Bis zum Abschluss und der Durchführung der Betriebsvereinbarung habe der Arbeitgeber zudem keine Kenntnis der jeweiligen Pausenlänge gehabt, da diese erst danach im Zeiterfassungssystem berücksichtigt wurden.
Auch seien Raucher im Gegensatz zu den Nichtrauchern dadurch privilegiert, dass sie ihre Arbeit unter Fortzahlung der Vergütung unterbrechen konnten. Der Raucher strebe somit eine Besserstellung an. Hinzu kam, dass der klagende Arbeitnehmer Raucherpausen von 60 bis 80 Minuten täglich gemacht hatte und somit ein erheblicher Unterschied in der Entlohnung im Verhältnis zu Nichtrauchern entstanden ist!
Gegen das Entstehen einer betrieblichen Übung spreche auch, dass es sich bei der Bezahlung der Raucherpausen nicht um materielle Zuwendung handelt, die die wirtschaftliche Lage der Arbeitnehmer verbessern, wie dies regelmäßig bei Gratifikationen der Fall ist. Ein Vertrauen der Raucher konnte auch deswegen nicht entstehen, da dies offensichtlich zu einer Ungleichbehandlung mit den Nichtrauchern führe.

Praxistipp – Wann ist es eine betriebliche Übung?

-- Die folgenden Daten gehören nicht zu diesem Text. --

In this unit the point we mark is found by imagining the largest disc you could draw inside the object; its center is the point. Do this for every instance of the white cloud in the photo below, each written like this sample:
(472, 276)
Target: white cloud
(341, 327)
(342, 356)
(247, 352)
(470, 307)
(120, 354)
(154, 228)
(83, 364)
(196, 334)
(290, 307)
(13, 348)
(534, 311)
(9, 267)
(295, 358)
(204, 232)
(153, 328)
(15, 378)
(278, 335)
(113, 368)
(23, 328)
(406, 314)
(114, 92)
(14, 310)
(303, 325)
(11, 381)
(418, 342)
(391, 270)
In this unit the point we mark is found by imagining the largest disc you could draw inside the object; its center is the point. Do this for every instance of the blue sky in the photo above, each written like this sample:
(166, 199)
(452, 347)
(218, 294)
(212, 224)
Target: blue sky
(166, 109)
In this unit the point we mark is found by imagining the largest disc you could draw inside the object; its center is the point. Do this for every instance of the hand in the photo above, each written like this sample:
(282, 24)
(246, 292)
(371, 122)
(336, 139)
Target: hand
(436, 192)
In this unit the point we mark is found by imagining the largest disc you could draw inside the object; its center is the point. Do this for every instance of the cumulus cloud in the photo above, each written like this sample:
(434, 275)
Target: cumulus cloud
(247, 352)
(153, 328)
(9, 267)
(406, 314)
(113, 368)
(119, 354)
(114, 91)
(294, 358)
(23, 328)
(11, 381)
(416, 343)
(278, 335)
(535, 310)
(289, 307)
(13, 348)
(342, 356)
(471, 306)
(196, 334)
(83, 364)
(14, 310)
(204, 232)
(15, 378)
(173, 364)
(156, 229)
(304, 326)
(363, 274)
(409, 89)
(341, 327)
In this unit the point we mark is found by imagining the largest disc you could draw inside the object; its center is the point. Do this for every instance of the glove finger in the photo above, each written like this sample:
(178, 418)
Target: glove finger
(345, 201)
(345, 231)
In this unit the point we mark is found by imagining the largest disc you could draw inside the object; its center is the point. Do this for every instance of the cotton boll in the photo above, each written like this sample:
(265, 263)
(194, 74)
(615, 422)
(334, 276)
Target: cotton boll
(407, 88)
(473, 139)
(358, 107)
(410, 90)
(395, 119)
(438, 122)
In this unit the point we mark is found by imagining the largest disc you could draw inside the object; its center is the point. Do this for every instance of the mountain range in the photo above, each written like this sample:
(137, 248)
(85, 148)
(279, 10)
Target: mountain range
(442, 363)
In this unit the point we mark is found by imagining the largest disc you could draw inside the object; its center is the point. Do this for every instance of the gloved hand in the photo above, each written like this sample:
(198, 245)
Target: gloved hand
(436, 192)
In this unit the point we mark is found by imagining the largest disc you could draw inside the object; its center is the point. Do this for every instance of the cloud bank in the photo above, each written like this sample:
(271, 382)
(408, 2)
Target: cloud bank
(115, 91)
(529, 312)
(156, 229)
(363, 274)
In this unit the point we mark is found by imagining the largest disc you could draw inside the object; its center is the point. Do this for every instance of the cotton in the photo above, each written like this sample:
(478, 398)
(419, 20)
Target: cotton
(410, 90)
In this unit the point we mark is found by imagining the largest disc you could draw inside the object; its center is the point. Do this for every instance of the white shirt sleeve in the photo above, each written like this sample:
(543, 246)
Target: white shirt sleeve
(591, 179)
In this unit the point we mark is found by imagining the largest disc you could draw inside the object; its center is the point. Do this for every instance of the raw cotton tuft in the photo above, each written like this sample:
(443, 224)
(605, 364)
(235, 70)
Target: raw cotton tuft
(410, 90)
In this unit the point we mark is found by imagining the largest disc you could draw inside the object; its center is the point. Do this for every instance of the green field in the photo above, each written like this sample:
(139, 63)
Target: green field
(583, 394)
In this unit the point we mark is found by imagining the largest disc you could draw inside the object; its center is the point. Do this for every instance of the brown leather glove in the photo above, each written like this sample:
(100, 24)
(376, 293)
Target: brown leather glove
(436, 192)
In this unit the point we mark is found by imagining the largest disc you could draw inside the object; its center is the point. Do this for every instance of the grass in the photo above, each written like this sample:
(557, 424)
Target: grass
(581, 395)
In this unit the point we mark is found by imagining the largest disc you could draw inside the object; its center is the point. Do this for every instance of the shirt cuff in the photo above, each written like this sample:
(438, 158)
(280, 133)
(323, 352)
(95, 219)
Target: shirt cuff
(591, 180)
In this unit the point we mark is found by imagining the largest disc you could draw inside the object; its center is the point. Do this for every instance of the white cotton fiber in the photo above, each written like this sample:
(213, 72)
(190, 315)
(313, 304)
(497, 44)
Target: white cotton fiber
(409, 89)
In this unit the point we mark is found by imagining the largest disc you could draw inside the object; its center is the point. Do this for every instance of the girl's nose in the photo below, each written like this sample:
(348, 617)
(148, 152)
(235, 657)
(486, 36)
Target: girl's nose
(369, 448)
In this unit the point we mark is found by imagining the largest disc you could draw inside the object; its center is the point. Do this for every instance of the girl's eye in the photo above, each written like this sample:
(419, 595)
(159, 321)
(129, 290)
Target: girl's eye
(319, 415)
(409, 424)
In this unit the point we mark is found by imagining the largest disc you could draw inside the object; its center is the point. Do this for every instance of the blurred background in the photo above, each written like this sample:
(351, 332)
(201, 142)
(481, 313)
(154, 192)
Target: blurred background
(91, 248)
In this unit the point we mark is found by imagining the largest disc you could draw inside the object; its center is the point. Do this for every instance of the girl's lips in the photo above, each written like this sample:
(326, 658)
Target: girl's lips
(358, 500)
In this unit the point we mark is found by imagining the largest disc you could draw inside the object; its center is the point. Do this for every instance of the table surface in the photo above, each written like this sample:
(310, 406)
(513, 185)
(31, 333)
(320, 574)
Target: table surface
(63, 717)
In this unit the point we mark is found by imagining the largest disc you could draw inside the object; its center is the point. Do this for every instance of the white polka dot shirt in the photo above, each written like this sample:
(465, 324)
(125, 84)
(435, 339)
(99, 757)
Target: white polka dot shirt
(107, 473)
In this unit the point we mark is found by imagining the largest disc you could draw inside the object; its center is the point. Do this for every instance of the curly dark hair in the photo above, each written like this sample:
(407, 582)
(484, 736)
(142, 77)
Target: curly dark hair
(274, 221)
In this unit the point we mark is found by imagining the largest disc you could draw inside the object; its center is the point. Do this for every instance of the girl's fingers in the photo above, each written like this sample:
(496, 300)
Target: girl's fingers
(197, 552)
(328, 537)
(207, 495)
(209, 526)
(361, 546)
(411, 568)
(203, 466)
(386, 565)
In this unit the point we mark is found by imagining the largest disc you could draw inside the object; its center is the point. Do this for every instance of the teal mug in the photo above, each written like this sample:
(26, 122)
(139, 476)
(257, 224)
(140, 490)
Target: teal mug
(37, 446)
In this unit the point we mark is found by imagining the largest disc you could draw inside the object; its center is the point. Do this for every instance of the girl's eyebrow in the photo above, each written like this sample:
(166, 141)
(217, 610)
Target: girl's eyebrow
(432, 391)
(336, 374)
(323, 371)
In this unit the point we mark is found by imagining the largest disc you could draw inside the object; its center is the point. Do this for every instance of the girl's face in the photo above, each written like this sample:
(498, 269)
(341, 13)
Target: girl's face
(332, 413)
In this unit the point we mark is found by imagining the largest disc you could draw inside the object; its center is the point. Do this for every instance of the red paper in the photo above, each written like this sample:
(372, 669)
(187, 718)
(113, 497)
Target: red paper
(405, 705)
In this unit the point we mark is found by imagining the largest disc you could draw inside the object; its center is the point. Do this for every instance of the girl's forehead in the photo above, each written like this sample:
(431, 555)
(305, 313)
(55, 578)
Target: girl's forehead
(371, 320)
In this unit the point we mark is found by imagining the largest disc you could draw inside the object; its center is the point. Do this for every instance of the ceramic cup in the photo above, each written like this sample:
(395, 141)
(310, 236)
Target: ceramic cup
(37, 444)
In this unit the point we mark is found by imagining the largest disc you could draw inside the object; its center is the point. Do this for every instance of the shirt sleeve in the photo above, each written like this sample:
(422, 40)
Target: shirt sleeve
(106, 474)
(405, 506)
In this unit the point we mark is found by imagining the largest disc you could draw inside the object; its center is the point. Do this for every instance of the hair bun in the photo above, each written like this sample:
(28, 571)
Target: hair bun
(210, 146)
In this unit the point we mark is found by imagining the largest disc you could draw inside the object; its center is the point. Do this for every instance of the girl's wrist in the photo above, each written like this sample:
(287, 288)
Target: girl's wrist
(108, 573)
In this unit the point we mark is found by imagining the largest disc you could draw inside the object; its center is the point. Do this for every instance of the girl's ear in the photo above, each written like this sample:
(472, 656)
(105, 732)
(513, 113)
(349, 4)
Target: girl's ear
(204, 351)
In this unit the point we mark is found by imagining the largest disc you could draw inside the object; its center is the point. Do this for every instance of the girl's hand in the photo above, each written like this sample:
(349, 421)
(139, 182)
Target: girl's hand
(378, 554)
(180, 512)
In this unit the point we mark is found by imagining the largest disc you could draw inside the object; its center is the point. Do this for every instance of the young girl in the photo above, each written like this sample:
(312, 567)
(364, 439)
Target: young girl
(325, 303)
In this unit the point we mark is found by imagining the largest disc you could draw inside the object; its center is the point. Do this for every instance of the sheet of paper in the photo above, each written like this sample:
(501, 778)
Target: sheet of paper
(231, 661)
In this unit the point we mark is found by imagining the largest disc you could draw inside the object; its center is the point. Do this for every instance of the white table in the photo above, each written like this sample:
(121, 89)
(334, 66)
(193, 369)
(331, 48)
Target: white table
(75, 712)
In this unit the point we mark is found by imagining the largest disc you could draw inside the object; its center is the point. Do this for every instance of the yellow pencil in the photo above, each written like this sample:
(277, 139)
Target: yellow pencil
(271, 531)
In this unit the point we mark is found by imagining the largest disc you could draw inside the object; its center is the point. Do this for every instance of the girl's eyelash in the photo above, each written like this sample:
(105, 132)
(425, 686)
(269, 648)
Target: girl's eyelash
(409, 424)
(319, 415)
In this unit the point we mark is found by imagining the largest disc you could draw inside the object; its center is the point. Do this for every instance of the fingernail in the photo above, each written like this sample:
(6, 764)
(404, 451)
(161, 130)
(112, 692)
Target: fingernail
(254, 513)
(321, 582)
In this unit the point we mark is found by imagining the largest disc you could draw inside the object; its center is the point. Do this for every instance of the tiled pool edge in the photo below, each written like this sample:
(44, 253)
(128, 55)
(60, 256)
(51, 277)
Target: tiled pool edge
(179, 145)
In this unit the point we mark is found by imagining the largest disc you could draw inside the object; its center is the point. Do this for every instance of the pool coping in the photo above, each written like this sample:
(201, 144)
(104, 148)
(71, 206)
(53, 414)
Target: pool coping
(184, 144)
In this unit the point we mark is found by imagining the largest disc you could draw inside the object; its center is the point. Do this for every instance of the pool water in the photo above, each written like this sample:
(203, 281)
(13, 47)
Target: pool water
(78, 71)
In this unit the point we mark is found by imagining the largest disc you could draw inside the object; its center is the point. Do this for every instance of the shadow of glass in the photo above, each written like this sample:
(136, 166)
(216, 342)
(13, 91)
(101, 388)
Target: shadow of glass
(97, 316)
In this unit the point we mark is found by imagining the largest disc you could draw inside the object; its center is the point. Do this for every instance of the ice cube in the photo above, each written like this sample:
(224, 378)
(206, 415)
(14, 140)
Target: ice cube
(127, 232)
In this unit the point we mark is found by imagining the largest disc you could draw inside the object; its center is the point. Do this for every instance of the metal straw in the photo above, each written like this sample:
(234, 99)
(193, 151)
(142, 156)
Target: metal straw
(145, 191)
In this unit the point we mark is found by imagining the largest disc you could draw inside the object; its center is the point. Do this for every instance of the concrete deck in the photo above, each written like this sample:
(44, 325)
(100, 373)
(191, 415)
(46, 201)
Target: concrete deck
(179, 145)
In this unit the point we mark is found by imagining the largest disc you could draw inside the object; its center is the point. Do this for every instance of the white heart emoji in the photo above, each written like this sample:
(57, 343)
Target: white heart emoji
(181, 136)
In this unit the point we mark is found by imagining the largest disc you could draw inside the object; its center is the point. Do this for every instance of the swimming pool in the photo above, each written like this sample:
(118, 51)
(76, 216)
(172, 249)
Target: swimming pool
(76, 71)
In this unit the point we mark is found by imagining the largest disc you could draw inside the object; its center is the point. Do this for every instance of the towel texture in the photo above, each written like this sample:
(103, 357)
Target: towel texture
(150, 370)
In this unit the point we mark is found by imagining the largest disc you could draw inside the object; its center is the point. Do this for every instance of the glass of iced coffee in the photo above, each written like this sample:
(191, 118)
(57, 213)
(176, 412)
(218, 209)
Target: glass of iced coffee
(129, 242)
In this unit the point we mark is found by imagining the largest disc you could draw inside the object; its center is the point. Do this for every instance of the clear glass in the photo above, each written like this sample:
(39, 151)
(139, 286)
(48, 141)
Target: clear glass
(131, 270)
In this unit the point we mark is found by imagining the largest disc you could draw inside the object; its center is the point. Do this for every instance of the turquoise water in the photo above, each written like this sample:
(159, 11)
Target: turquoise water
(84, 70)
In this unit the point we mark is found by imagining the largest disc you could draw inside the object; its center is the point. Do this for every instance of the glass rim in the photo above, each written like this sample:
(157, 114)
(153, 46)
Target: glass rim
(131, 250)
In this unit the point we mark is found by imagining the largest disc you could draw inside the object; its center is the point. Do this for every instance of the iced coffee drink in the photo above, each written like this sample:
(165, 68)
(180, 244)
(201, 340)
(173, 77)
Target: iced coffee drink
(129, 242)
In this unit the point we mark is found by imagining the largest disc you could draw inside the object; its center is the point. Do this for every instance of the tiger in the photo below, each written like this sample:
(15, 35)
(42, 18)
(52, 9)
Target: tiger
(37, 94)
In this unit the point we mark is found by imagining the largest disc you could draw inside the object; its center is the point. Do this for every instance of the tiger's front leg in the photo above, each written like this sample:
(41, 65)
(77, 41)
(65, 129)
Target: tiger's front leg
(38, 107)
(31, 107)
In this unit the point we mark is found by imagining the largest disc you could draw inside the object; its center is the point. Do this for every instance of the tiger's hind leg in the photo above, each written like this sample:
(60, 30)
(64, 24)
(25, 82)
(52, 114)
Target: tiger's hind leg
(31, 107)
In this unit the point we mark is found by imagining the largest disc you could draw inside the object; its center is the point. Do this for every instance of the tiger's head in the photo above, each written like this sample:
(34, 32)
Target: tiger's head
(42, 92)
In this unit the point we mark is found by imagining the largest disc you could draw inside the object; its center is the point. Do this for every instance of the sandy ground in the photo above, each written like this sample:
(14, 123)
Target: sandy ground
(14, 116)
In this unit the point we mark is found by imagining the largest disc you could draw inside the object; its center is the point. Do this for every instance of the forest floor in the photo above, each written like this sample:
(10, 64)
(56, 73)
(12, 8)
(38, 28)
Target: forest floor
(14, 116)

Eine betriebliche Übung kann somit erst entstehen, wenn der Arbeitgeber überhaupt Kenntnis davon haben kann, dass aus der Sicht der Arbeitnehmer ein Vertrauen in die Fortgewährung einer Leistung entsteht.
Insoweit sollten Arbeitgeber darauf achten, inwieweit sich tatsächlich Verhaltensmuster ergeben haben, die den Anschein einer betrieblichen Übung erwecken könnten. Hier kann dann versucht werden, gegenzusteuern.

Aus Arbeitnehmersicht ist zu beachten, dass nicht jedes Verhalten eine betriebliche Übung darstellt, so hatte das Bundesarbeitsgericht bereits entschieden, dass auch die bezahlte Freistellung am Faschingsdienstag trotz langjähriger Praxis nicht zum Entstehen einer betrieblichen Übung geführt hat (BAG, Urteil vom 17.09.1970, 5 AZR 539/69).